At baseline, proportions of cytotoxic T cell populations including TcEFF, cytotoxic effector memory CD8+ (TcEM) T cells, and cytotoxic central memory CD8+ (TcCM) T cells were similar between aged (n = 49) and young (n = 42) patients (Fig. 3C, Supplementary Fig. 10A, P > 0.05). Aged patients had a significantly lower proportion of B cells, and naïve CD8+ (TcN (CD8+CD45RA+CCR7+)) and naïve CD4+ helper (ThN cells (CD4+CD45RA+CCR7+)) T cells but higher proportion of NK cells compared to young patients (Fig. 3C, P < 0.05). After initiation of ICI therapy, TcN and ThN cells were less frequent in aged patients (Fig. 3D, Supplementary Fig. 10B). Further, these differences in naïve TcN and ThN cell abundances held true when evaluating them as a proportion of total cytotoxic T or helper T cells respectively (Supplementary Fig. 11A, B) with a lower fold change in the proportion of TcN out of total Tc cells in aged compared to young patients (Supplementary Fig. 11C). Tumor type appeared to not be a major driver of this difference in TcN cells, as aged patients had a lower proportion of TcN cells when considering those with HCC and RCC alone (the two most common tumor types in our cohort) as well as when evaluating all other tumor types with HCC and RCC excluded (Supplementary Fig. 12A, B).
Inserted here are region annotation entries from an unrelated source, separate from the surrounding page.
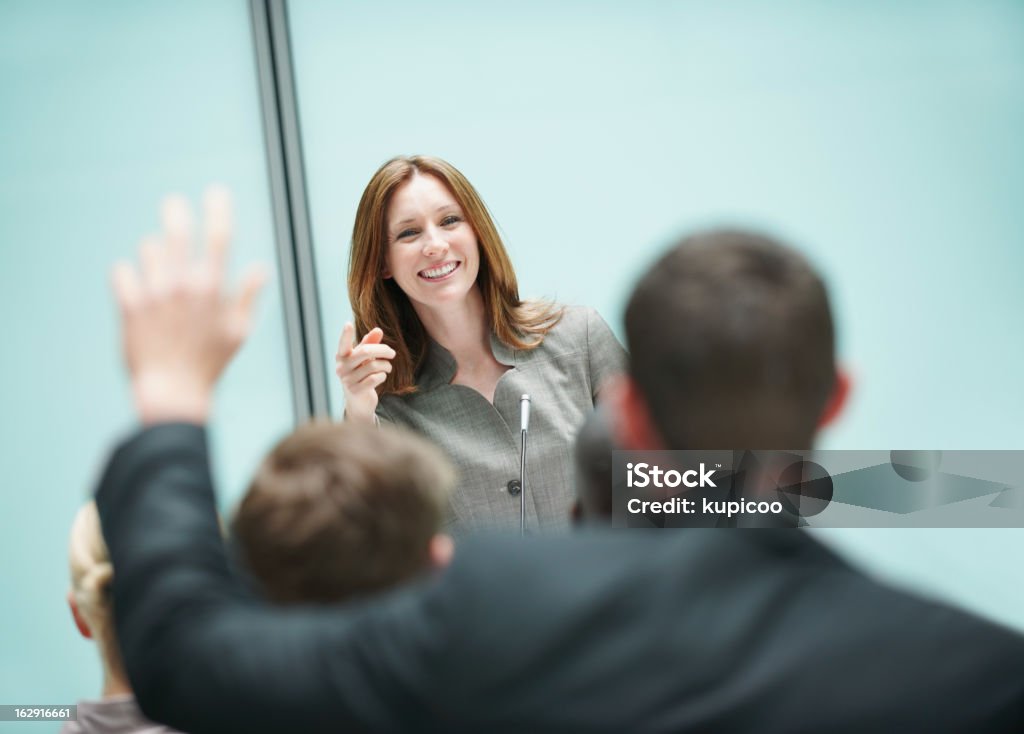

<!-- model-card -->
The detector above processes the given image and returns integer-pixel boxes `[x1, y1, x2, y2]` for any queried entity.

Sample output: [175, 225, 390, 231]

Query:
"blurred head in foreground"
[577, 229, 850, 519]
[231, 423, 455, 604]
[620, 229, 848, 449]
To further characterize these 15 immune groups, we performed further detailed annotation clustering to identify 25 unique immune populations including different subtypes of TcEFF, NK, and DNT cells (Supplementary Fig. 13A). Within the immune cell groups that differed by prevalence in young versus aged patients, we identified unique subclusters based on the expression of surface/functional markers that were found at lower abundance in aged compared to young patients including B_I (CCR6+CCR7+) and DNT_II (CD45RA+GZMB-) with a higher proportion of NK_II (CD16hiGZMB+NKG2D+) cells (Supplementary Fig. 13B, P < 0.05). The lower abundance of CCR7+ B cells in the B_I cluster, may suggest that aged patients have fewer B cells primed to traffic to the lymph node or into tumors49. As tumor infiltrating B cells have been implicated in the response to ICI50, this highlights a potential difference in the overall immune response to ICIs in aged compared to young patients. These observations suggest that aged patients have lower proportion of naïve T cells, functionally mature B cells capable of responding to antigen challenge, and “naïve” antigen responsive DNT cells while a higher proportion of activated NK cells. After initiation of ICI treatment, this observation stayed consistent (Fig. 3D, P < 0.05) and with the addition of two more unique immune cell clusters: lower DNT_I (CD27+CD28+TIGIT+Ki67+) and higher NK_I (GZMB+CCR3+CCR4+CXCR3+Ki67+) cells in aged patients (Supplementary Fig. 13C, P < 0.05). A lower proportion of DNT cells expressing TIGIT and Ki67 suggests that aged patients have less “activated” DNTs after ICI exposure compared to younger patients, but they have a higher proportion of proliferating Ki67+ NK cells, supportive of a dysregulated balance for the innate compartments over the adaptive in aged patients even after ICI treatment. In addition, aged patients had a significantly lower fold change in regulatory T (Treg) cells compared to young patients after ICI treatment (Supplementary Fig. 13D, P < 0.05). This may imply that aged patients are less likely to have increased Tregs after ICI exposure and a potential subsequent limiting of inhibitory effects on anti-tumor activity mediated by Tregs.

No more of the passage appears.